Pass Manchac Light, Tangipahoa Parish, Louisiana
Built in 1837, with re-construction in 1857.
PASS MANCHAC LIGHT
Location: West shore of Lake Pontchartrain
Station Established: 1837
Year Current / Last Tower(s) First Lit: 1857
Automated: Yes, 1941
Foundation Materials: Stone
Construction Materials: Brick
Tower Shape: Cylindrical
Characteristic: Fixed red (pre-Civil War); Fixed white
Relationship to Other Structure: Attached
Original Lens: 10 lamps with 14-inch reflectors, 1838; Fourth Order, Fresnel, 1859
Fog Signal: Fog bell (1,200 pounds); mechanically struck, 1898
- 1837: Site of 2.24 acres acquired by Executive Order May 24, 1837 for the establishment of a light station.

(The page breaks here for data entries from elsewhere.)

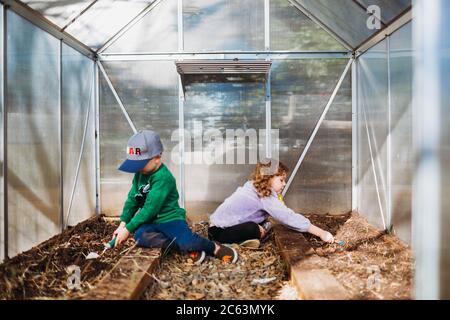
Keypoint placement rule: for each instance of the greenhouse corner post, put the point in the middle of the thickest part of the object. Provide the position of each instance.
(181, 97)
(97, 140)
(61, 145)
(5, 131)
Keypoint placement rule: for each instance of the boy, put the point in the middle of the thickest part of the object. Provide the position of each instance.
(159, 220)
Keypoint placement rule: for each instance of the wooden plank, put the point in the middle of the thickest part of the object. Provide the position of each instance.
(129, 277)
(306, 269)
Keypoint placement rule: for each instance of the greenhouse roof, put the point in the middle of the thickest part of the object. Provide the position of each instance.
(98, 23)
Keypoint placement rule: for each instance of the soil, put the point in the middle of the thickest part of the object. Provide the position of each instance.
(43, 271)
(371, 264)
(178, 278)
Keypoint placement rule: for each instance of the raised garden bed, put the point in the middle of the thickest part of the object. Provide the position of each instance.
(369, 265)
(258, 274)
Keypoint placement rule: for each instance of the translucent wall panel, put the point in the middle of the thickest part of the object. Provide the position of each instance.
(373, 129)
(290, 29)
(77, 99)
(157, 31)
(389, 8)
(344, 17)
(300, 91)
(149, 91)
(114, 134)
(219, 106)
(402, 159)
(2, 217)
(223, 25)
(104, 19)
(60, 12)
(33, 160)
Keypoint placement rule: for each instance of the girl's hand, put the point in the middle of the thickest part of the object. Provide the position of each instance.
(122, 235)
(327, 237)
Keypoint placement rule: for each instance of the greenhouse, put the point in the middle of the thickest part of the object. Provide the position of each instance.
(348, 95)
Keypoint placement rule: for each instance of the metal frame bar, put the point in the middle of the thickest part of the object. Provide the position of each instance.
(321, 24)
(97, 141)
(5, 135)
(124, 111)
(389, 140)
(398, 22)
(79, 15)
(40, 21)
(267, 25)
(316, 128)
(274, 55)
(61, 141)
(181, 98)
(80, 157)
(373, 168)
(355, 135)
(268, 98)
(128, 26)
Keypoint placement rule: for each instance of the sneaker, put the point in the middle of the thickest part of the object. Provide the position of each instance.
(250, 244)
(197, 257)
(226, 254)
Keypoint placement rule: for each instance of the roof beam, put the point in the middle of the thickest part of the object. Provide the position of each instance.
(128, 26)
(40, 21)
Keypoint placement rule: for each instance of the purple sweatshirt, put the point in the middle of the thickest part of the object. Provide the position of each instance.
(245, 205)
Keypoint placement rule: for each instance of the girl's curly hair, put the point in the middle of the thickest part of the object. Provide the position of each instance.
(261, 180)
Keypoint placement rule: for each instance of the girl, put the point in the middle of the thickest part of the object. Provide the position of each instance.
(241, 218)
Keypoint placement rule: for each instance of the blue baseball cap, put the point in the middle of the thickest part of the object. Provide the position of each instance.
(141, 147)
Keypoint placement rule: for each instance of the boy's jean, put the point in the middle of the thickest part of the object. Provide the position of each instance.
(178, 231)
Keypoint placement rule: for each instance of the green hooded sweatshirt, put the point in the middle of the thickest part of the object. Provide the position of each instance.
(161, 203)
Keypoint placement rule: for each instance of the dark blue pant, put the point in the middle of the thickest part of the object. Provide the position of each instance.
(178, 231)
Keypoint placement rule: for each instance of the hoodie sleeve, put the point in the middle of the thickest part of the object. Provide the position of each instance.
(280, 212)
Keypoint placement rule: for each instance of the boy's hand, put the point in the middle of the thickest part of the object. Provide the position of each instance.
(121, 226)
(122, 235)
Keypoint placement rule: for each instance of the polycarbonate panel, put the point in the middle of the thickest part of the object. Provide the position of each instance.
(114, 134)
(77, 98)
(372, 134)
(60, 12)
(33, 158)
(300, 92)
(104, 19)
(149, 92)
(290, 29)
(157, 31)
(220, 107)
(389, 9)
(344, 17)
(402, 159)
(2, 194)
(223, 25)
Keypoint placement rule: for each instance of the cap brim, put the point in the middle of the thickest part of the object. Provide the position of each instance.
(133, 166)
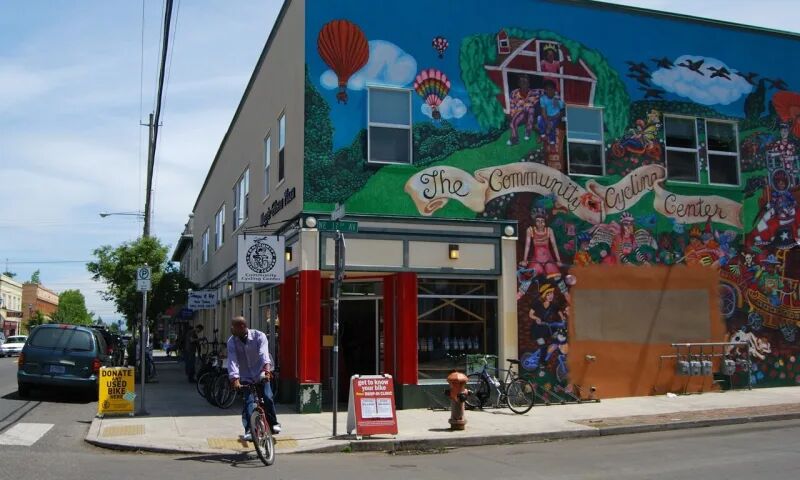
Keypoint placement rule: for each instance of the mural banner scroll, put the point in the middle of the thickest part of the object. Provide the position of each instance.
(697, 209)
(433, 187)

- Francis D. Gott received contracts to build three lighthouses on Lake Pontchartrain. On 3 August 1838 he received the Port Pontchartrain and Pass Manchac contracts, four days after he received the New Canal contract. Contract price was $4,800. The Pass Manchac tower was made of brick instead of the usual lime and sand on the same plan as the Tchefuncte River light and carried 10 lamps for illumination.
- 1839: First keeper, Isaac Zachary, was appointed on 16 January 1839 and the light was officially lit around this time.
- By 1840 the tower was said to be falling apart. The brick was not set in lime mortar but rather mud mortar.
- 1842: Contract let to demolish old tower and built new one. No specifications are in the file so it is assumed it was rebuilt to the plans of the original tower.
- Isaac Zachary was removed as keeper after it was discovered that he did not reside at the station and had the assistant keeper run the light.
- 1844: Light was again repaired due to encroaching water.
- 1846: A new light was constructed next to the foundations of the older towers. This was a frame building, two-stories high with an attic. It was built on a cypress foundation. Cupola of eight feet diameter rising five feet above the roof.
- 1857-1859: Continued problems with erosion led to the construction of an entirely new light station 200 feet northwest of the three old towers. The "new" lighthouse consisted of a brick dwelling attached to a brick cylindrical tower, the only such tower on the Gulf. It was completed in 1857 and used the old lamps and reflectors until these were replaced by a Fourth-Order Fresnel lens in February, 1859.
- The Confederates confiscated the lens in 1861 and stored it at the New Canal station where it was recaptured by Union forces. The tower itself was severely damaged during the war but was repaired and returned to service by mid-January 1867 with a Fifth-Order lens.
- Levi Wells took over as keeper in 1867. Anthony Succow took over as keeper in 1868. His wife, Mary, took over in 1873 and their son, Hugo, relieved her in 1909.
- 1888: Station was heavily damaged by storm of 19-20 August 1888.
- 1890: Station was again heavily damaged by the storm of 21-22 April 1890.
- 1898: A 1,200 pound fog bell with mechanical striker was installed.
- 1915: Hurricane of 28-29 September 1915 hit. With 130-mph winds pushing high tides into the lake, and much of Lake Pontchartrain into Pass Manchac, Keeper Hugo A. Succow and assistant Joseph W. Sharp kept the light "alive" in the tower. Station sustained some damage.
- 1926: Station was damaged yet again during the hurricane of 24-25 August 1926.
- 1931: Another storm damaged the station on 14-15 July 1931.
- The station was automated in 1941.
- The keeper's quarters were razed in 1953. At the time the light was standing on an island.
- The light was extinguished in 1987.
- The tower has been abandoned but restoration plans are underway. The tower developed a list due to erosion of the foundation and pilings have been placed near the structure. The tower now stands in several feet of water.
- The lighthouse is not operational and is accessible only by boat.